Cloud adoption drivers and barriers

Most major enterprises continue to migrate to the cloud. Many new systems are being built directly as cloud services and software is increasingly offered "as-a-Service" from the cloud. While there are strong drivers for the adoption of cloud services, there are also important risks and barriers.

This page provides a basic overview of the advantages and disadvantages of cloud computing.

Advantages of cloud computing

  • Cost - The most important driver for cloud adoption is cost reduction. CIOs are under tremendous pressure to minimize costs. Some sources claim up to 12x cost savings by moving services to cloud.

  • Reliability - Cloud services are designed with redundancy and fault tolerance and have lots of Internet bandwidth, making them fairly tolerant to e.g. Distributed Denial-of-Service Attacks.

  • Skills - Moving services to the cloud can simplify on-premises infrastructure and can eliminate many specialized system administrator roles, such as database administration. Fewer specialized skills are required in the IT department.

  • Scalability - The elasticity of the cloud can improve performance, especially at times of peak load (e.g. when a product launch causes greater demand than expected).

  • Outsourcing - Moving to cloud services is part of the bigger trend of IT outsourcing. IT is increasingly seen as a necessary part of running the business, not as a core competence that must be in-house.

  • Managed services - Increasingly, enterprises just want to buy a solution that is already fully deployed and integrated with other services they use. They are wary of engaging in complex integration projects and having permanent staff involved in maintaining applications and infrastructure.

Disadvantages of cloud computing

  • Security - The most cited barrier is security. There is concern over the security of the cloud service providers themselves (e.g. their insiders may be able to access customer resources), isolation of tenants, patching and cybersecurity practices of the service provider, and concern over the security and reliability of the connection to the cloud service.

  • Privacy - Cloud services may be subject to surveillance and corporate or state espionage. Many countries have laws forcing CSPs to hand over customer data to local intelligence agencies, which commonly share intelligence with allied countries. This violates privacy, but also makes access codes and critical data available to other countries for cyberwarfare and for boosting their own competitiveness.

  • Vendor lock - Many cloud services try to subtly make it very difficult to stop using their services. This takes many forms, such as data lock-in (not able to easily extract company's data from the service/application), software lock-in (the application or software is not available from anyone else and extensive retraining would be required), platform lock-in (the applications run on a platform that, in all its complexity, is expensive to maintain yourself or not available from multiple vendors), API lock-in (integrations, deployment mechanisms etc. use proprietary APIs).

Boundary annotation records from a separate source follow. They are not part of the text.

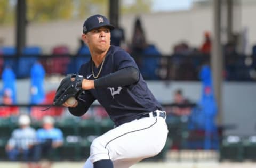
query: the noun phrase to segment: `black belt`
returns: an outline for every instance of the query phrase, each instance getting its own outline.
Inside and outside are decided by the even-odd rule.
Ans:
[[[151,115],[150,115],[150,113],[151,113],[151,116],[155,117],[156,116],[160,116],[162,118],[164,118],[164,119],[165,119],[166,116],[166,113],[165,113],[165,112],[164,112],[164,111],[158,111],[158,112],[156,112],[156,111],[154,111],[153,112],[150,112],[149,113],[148,113],[148,114],[143,114],[143,115],[142,115],[141,116],[140,116],[137,119],[142,119],[142,118],[146,118],[146,117],[150,117]],[[157,115],[158,114],[159,114],[158,115]]]
[[[118,127],[119,125],[121,125],[125,123],[130,122],[132,120],[134,120],[135,119],[141,119],[142,118],[145,118],[145,117],[157,117],[157,116],[160,116],[161,117],[163,117],[163,119],[165,119],[166,117],[166,113],[165,111],[162,111],[159,110],[157,110],[156,111],[154,111],[154,112],[150,112],[147,114],[142,114],[139,116],[133,116],[132,118],[130,119],[126,119],[126,120],[124,120],[119,122],[115,122],[115,125],[114,127]]]

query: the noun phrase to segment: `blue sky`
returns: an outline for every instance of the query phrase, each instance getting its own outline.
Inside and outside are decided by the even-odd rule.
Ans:
[[[183,10],[189,9],[193,0],[153,0],[154,12]]]

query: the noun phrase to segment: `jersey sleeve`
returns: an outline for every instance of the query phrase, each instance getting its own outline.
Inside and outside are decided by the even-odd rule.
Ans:
[[[113,56],[114,63],[116,70],[130,66],[139,69],[134,60],[125,51],[119,50],[117,51]]]
[[[95,100],[89,91],[84,90],[79,96],[78,105],[76,107],[69,107],[68,110],[72,115],[81,116],[87,112],[91,105]]]

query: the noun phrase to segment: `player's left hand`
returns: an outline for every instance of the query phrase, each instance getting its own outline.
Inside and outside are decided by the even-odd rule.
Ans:
[[[84,77],[75,74],[67,75],[58,87],[53,105],[62,105],[70,97],[77,97],[82,91],[82,82]]]
[[[83,80],[82,88],[84,90],[90,90],[92,89],[94,89],[94,80],[84,79]]]

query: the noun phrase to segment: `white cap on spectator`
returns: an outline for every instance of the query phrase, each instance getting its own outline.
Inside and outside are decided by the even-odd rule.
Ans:
[[[43,119],[43,124],[52,124],[54,123],[54,119],[50,116],[46,116]]]
[[[30,119],[27,115],[22,114],[19,117],[19,125],[27,125],[30,124]]]

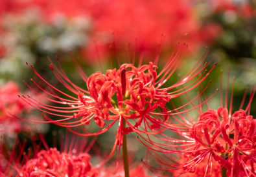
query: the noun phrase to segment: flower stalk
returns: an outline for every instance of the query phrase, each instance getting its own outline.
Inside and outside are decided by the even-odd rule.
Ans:
[[[123,127],[125,128],[125,121],[124,119],[122,120],[122,125]],[[127,140],[126,140],[126,134],[124,134],[122,136],[122,161],[124,163],[124,176],[129,177],[129,161],[128,158],[128,151],[127,151]]]

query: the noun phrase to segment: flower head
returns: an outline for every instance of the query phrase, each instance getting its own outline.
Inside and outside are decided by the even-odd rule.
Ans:
[[[199,85],[216,65],[215,64],[209,71],[206,70],[205,68],[210,63],[204,65],[204,56],[180,80],[165,86],[169,84],[172,75],[180,65],[181,54],[185,47],[185,45],[178,45],[165,67],[159,73],[156,65],[159,56],[154,62],[150,62],[148,65],[139,64],[137,67],[135,67],[134,63],[123,64],[120,65],[119,69],[108,70],[106,74],[97,72],[89,78],[74,57],[75,65],[86,83],[87,90],[76,85],[67,78],[58,58],[59,67],[49,59],[49,67],[54,75],[75,96],[48,83],[36,72],[33,66],[29,65],[48,85],[49,88],[44,89],[35,80],[31,79],[48,97],[40,94],[36,88],[27,84],[28,87],[41,97],[60,106],[46,105],[29,96],[20,98],[35,108],[60,118],[52,120],[45,116],[48,120],[47,122],[65,127],[79,135],[99,135],[105,132],[118,122],[116,140],[113,149],[114,150],[116,145],[122,145],[123,135],[129,132],[134,132],[138,134],[145,134],[148,136],[162,132],[165,129],[178,129],[176,126],[172,126],[168,120],[170,115],[173,112],[178,114],[177,112],[185,105],[168,110],[167,103]],[[142,63],[142,59],[139,63]],[[97,132],[90,132],[87,129],[87,126],[83,126],[82,130],[76,129],[93,123],[99,128]],[[113,151],[111,154],[113,152]]]
[[[189,131],[179,133],[181,138],[169,138],[172,143],[165,152],[180,153],[169,156],[169,161],[161,163],[170,171],[189,174],[199,172],[204,168],[205,176],[216,175],[215,169],[221,168],[227,176],[251,176],[255,175],[256,120],[250,114],[250,110],[256,87],[250,93],[249,103],[242,109],[244,94],[240,109],[232,114],[233,90],[229,108],[227,108],[228,92],[226,101],[216,110],[203,112],[196,120],[187,119],[185,124]],[[222,91],[221,91],[222,92]],[[178,147],[180,146],[180,148]],[[163,151],[162,147],[161,149]],[[159,147],[160,148],[160,147]],[[180,157],[180,158],[178,158]],[[181,160],[180,160],[181,159]],[[175,162],[173,162],[175,161]],[[181,170],[182,169],[182,171]]]

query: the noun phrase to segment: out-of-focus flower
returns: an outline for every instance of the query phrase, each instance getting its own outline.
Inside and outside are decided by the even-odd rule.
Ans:
[[[60,153],[55,148],[42,150],[19,171],[21,176],[95,176],[87,153],[77,156]]]
[[[74,63],[86,83],[87,90],[76,85],[69,79],[58,59],[57,62],[60,67],[54,65],[50,59],[49,67],[54,75],[73,95],[48,83],[32,65],[29,65],[49,88],[44,89],[34,79],[31,79],[32,83],[48,96],[39,94],[36,89],[27,85],[39,96],[58,105],[42,103],[29,96],[21,97],[21,99],[45,113],[60,118],[52,120],[46,116],[49,120],[47,122],[65,127],[82,136],[104,133],[118,123],[114,150],[117,145],[122,144],[124,134],[134,132],[139,135],[145,134],[148,136],[162,132],[166,128],[176,130],[180,127],[172,126],[169,121],[169,116],[173,112],[178,114],[185,105],[169,110],[167,103],[198,86],[216,66],[214,64],[209,71],[206,70],[211,62],[204,65],[205,56],[203,56],[187,74],[170,84],[171,76],[181,61],[181,52],[186,47],[185,45],[178,45],[165,67],[158,73],[159,54],[154,62],[148,65],[142,65],[141,57],[137,67],[134,64],[123,64],[119,69],[108,70],[106,74],[97,72],[89,78],[74,59]],[[180,87],[181,88],[178,88]],[[97,125],[99,130],[97,132],[88,130],[87,127],[90,126],[87,125],[91,124]],[[83,127],[82,130],[76,128],[81,127]]]
[[[95,57],[95,41],[103,52],[104,50],[109,52],[109,45],[113,41],[124,48],[127,43],[133,43],[134,39],[138,38],[141,45],[137,45],[137,49],[150,52],[163,34],[166,34],[166,45],[163,47],[165,50],[174,48],[176,41],[183,37],[184,34],[189,34],[186,42],[195,50],[202,44],[213,41],[221,29],[216,24],[207,24],[204,26],[197,16],[193,3],[187,0],[160,2],[156,0],[86,2],[36,0],[13,2],[13,4],[17,4],[13,8],[22,6],[23,9],[38,9],[47,21],[52,21],[59,14],[71,19],[76,17],[91,19],[90,37],[92,37],[85,50],[86,54],[91,57],[89,58]],[[16,11],[20,12],[20,8]],[[14,13],[10,10],[9,12]],[[211,26],[210,30],[208,30],[209,26]],[[213,32],[213,28],[216,32]],[[115,36],[112,35],[113,32]]]
[[[19,87],[9,81],[0,87],[0,134],[12,134],[21,130],[19,122],[14,119],[9,112],[19,115],[30,108],[17,98],[20,94]]]
[[[47,67],[43,65],[47,56],[62,56],[69,50],[79,52],[87,43],[90,26],[87,18],[68,19],[59,15],[47,21],[42,12],[27,10],[18,15],[7,14],[1,19],[0,81],[22,80],[26,74],[25,61]]]
[[[248,105],[242,109],[245,93],[240,109],[233,114],[232,91],[229,108],[227,92],[225,103],[222,96],[218,109],[209,107],[206,112],[198,109],[198,120],[180,116],[186,120],[186,127],[191,127],[189,132],[178,133],[180,139],[169,138],[172,143],[169,145],[170,152],[180,154],[169,155],[169,163],[166,162],[168,158],[161,162],[159,158],[159,161],[169,168],[167,170],[185,176],[192,175],[191,173],[205,176],[220,176],[221,174],[227,176],[255,176],[256,120],[250,112],[255,92],[256,87],[251,91]],[[158,148],[165,153],[169,151]]]
[[[29,92],[27,94],[32,93]],[[27,113],[30,112],[31,107],[28,106],[27,104],[24,104],[23,101],[21,101],[21,99],[18,98],[18,95],[20,94],[19,88],[15,82],[9,81],[0,86],[1,135],[5,134],[12,137],[15,132],[19,132],[21,130],[31,132],[36,129],[37,129],[37,130],[40,130],[40,132],[43,132],[47,129],[47,127],[45,125],[40,125],[37,128],[31,126],[31,125],[27,126],[28,125],[23,124],[11,115],[17,116],[26,115],[28,120],[33,120],[34,121],[40,121],[42,119],[37,116],[34,116],[32,118],[31,116],[28,116]]]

It is very common for companies to say they use open source, but in practice have many ways to lock customers in.

  • Provider viability - Cloud service provision benefits from economics of scale, and it is difficult for small players to find a competitive differentiator. It can be expected that many smaller players will disappear. Even for established players, their service offering may change, causing discontinuities outside the customer's control as services are phased out or modified.

  • Expertise - The availability of people with expertise in cloud services, software development for the cloud, and DevOps is still limited, though improving.